Looking at the Bandar Apna Dost channel, which, according to its creators, features a “realistic monkey in hilarious, dramatic, and heart-touching human-style situations,” the videos utilize AI for everything from their visuals to background audio.

The videos are popular, Lakshané says, because they mimic scenes from popular Indian films and display “the trope of a hypermasculine male protagonist who commits illegal or abusive acts or commits superhuman feats, and, at times, has an outlandish amount of social or political power.”

“The videos in the channel are disjointed and do not follow a storyline or narrative.

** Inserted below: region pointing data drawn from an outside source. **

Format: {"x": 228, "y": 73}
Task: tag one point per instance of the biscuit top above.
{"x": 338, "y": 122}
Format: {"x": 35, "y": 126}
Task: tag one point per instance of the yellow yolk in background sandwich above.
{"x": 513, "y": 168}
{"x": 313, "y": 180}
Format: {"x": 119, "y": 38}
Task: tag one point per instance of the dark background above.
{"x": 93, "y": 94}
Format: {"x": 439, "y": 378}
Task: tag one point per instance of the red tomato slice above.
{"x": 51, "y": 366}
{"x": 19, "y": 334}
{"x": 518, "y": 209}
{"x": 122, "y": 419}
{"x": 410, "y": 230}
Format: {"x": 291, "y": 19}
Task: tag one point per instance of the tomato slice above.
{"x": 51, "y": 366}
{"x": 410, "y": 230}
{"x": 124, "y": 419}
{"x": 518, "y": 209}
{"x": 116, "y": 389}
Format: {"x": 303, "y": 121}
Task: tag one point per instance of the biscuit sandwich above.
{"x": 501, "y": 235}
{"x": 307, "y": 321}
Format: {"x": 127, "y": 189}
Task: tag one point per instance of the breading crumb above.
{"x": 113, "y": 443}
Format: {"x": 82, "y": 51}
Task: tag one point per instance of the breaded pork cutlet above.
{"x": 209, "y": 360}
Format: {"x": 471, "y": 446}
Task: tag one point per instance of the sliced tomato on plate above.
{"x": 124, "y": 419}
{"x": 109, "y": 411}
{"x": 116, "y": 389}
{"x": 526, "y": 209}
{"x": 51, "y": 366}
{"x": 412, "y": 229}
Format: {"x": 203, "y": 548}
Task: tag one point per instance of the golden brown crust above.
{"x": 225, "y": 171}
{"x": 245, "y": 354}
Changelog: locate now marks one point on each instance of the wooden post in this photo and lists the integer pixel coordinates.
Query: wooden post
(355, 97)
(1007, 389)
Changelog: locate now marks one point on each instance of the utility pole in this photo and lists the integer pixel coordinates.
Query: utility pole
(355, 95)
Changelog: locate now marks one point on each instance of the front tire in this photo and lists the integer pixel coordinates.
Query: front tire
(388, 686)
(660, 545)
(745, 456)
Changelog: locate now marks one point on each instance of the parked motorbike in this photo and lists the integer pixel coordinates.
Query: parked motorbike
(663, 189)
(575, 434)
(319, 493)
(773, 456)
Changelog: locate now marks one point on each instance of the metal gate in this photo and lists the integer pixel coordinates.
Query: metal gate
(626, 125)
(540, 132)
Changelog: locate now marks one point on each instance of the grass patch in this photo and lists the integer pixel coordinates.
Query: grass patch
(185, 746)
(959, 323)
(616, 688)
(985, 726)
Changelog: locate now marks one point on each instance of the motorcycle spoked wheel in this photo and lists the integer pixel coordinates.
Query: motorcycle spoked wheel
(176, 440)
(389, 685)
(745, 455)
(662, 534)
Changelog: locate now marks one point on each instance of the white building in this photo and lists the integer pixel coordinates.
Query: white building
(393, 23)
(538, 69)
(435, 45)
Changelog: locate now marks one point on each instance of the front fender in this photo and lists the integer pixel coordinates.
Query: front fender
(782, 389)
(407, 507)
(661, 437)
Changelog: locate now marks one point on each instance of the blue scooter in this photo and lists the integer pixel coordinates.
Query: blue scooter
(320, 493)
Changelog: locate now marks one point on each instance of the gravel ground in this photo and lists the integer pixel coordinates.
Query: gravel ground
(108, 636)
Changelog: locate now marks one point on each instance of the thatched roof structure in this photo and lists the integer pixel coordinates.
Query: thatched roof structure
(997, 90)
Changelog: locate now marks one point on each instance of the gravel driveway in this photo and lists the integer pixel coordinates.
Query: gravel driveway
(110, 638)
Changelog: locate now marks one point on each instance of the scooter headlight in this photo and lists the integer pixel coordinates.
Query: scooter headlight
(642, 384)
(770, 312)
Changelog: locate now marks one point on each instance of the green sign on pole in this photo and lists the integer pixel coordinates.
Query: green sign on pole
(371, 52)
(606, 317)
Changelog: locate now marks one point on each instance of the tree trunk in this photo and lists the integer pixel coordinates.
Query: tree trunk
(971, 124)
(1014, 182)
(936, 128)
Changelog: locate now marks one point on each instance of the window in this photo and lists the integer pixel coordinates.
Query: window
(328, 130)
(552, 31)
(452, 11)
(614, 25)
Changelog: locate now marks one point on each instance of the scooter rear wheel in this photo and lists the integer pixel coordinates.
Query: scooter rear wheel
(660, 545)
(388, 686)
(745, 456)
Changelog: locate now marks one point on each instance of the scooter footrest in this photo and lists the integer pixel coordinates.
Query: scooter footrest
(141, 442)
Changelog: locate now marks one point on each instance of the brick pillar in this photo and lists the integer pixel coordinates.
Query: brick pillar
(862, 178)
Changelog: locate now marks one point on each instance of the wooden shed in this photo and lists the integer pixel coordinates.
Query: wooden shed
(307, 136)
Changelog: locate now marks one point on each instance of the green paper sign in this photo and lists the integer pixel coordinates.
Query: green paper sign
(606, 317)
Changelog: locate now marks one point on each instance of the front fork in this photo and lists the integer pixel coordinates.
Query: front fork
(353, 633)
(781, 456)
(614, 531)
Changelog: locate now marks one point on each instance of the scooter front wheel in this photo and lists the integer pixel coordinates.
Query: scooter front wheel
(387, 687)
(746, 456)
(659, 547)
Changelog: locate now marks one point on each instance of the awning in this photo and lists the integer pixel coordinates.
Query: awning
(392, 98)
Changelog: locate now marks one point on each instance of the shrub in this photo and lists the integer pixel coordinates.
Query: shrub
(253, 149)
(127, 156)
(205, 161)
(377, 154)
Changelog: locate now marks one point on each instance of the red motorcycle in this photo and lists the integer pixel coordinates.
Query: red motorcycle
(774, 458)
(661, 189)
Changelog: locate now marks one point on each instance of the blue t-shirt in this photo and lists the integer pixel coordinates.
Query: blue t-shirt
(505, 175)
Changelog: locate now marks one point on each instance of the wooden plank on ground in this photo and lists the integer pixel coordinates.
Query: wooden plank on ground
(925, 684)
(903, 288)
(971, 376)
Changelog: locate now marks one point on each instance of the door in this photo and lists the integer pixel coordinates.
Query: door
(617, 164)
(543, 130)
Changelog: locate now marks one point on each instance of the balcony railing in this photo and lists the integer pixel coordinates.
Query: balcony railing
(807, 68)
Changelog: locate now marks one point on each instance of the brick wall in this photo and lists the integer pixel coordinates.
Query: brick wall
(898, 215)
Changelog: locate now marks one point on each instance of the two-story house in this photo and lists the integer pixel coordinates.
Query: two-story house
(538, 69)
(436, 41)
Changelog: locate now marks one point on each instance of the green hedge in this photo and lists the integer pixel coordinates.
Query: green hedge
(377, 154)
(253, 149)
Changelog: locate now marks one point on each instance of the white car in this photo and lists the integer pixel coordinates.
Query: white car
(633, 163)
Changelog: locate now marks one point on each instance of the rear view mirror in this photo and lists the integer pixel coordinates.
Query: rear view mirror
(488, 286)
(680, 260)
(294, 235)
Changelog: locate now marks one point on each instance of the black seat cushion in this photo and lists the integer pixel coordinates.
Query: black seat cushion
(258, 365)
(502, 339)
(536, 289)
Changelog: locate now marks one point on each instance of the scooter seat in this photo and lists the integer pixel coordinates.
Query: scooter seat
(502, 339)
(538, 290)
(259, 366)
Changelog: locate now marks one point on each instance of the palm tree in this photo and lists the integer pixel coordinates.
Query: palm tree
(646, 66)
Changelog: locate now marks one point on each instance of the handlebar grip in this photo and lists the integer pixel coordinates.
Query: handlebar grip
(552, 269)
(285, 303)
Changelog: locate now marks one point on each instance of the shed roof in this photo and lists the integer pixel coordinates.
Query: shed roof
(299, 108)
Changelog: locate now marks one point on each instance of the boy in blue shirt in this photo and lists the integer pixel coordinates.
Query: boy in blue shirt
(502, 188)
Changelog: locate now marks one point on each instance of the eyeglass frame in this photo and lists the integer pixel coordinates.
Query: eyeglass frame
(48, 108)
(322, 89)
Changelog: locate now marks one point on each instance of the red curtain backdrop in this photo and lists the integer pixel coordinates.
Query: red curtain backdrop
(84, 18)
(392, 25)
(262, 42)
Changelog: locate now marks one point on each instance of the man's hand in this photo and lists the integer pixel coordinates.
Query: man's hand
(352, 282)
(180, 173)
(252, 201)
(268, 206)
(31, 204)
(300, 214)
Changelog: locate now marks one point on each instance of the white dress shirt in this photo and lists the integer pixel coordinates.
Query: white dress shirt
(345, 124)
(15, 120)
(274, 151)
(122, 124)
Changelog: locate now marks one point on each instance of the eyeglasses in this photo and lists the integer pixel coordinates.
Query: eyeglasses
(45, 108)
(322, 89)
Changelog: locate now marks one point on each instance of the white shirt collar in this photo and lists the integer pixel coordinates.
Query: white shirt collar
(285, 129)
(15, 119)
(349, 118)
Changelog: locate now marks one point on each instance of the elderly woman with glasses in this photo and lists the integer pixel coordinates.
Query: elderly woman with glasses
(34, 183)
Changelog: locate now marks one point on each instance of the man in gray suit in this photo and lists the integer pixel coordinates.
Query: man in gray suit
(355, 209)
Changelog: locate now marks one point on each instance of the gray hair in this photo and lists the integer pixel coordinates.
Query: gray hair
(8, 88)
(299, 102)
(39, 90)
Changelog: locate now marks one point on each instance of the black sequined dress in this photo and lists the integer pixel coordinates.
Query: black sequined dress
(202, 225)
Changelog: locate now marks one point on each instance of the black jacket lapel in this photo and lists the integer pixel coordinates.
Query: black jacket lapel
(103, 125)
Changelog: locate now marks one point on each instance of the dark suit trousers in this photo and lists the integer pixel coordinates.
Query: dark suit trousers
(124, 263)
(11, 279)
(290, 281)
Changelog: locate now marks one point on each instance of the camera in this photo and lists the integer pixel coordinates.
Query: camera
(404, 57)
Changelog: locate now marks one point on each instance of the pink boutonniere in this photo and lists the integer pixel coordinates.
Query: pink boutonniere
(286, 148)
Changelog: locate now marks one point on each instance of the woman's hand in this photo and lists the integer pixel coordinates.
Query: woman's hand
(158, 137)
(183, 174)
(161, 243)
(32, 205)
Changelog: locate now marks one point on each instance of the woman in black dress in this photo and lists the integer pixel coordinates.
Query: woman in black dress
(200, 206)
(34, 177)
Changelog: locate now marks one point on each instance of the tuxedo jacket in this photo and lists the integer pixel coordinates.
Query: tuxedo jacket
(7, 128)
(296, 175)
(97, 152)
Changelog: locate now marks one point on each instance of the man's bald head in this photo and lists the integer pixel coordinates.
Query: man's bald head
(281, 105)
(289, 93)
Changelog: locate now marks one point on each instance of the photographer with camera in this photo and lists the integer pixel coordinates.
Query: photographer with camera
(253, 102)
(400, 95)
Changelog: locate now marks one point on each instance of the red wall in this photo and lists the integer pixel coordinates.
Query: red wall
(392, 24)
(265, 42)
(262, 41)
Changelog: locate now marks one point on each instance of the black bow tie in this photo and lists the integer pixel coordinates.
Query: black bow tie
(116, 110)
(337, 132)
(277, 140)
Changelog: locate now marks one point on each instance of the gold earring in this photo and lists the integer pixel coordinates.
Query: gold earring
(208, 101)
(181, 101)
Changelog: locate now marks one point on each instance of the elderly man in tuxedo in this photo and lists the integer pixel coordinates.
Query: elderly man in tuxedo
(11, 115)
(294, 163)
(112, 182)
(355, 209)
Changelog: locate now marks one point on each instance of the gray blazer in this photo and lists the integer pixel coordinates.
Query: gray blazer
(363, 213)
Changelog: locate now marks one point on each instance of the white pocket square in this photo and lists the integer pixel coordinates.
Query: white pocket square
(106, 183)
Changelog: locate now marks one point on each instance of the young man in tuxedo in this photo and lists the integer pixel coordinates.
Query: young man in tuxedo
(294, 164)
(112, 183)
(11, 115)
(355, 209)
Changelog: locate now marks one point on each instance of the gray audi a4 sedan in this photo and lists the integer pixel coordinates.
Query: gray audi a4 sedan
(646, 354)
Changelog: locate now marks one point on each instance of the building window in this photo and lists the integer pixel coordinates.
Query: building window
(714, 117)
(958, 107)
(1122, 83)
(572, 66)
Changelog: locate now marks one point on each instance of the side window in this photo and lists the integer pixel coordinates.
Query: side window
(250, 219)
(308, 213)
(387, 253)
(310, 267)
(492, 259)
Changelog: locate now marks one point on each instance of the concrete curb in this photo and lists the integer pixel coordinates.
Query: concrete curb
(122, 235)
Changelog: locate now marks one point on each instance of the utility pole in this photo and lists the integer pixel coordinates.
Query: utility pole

No prerequisite knowledge or context is required to watch the short videos. There are characters, such as one with a likeness of the Incredible Hulk—named Hulku—which gives the videos an appeal and broad demographic reach,” she said.

Other channels may use less overt AI, or AI harder to detect for some viewers, like a video found by The Epoch Times, which “looks” like a real safari video of an elephant protecting another from a crocodile.

But once viewers see the second elephant drop kick the crocodile more than 30 feet in a way that breaks the laws of physics, it becomes much clearer that the video was made with AI, even though its creator seemingly went to great lengths to make sure the OpenAI-made tool Sora’s watermark only appears on a single frame—three seconds in—on the eight-second video.

A screen displays examples of AI prompt-created videos, made with Xai’s Grok app in London on Jan. 12, 2026. Leon Neal/Getty Images

Risks of AI-Generated Videos

As with the example above, many AI videos are intentionally generated to look as lifelike as possible, which increases the risk of deception and misinformation online, some organizations say.

AARP, a nonprofit and advocacy group for Americans aged 50 and older, warned last month that “AI slop” videos are making it increasingly difficult for some users to “detect what is real.”

The organization noted ChatGPT creator OpenAI’s decision in October 2025 to block “disrespectful” AI-generated “deepfake” videos depicting the likeness of Rev. Dr. Martin Luther King Jr. in its Sora 2 video creation app.

Quickly generated “AI slop” deepfake videos also permeated online platforms throughout the 2024 presidential election, and the Brennan Center for Justice warned last March that AI videos could have serious impacts on future voting cycles.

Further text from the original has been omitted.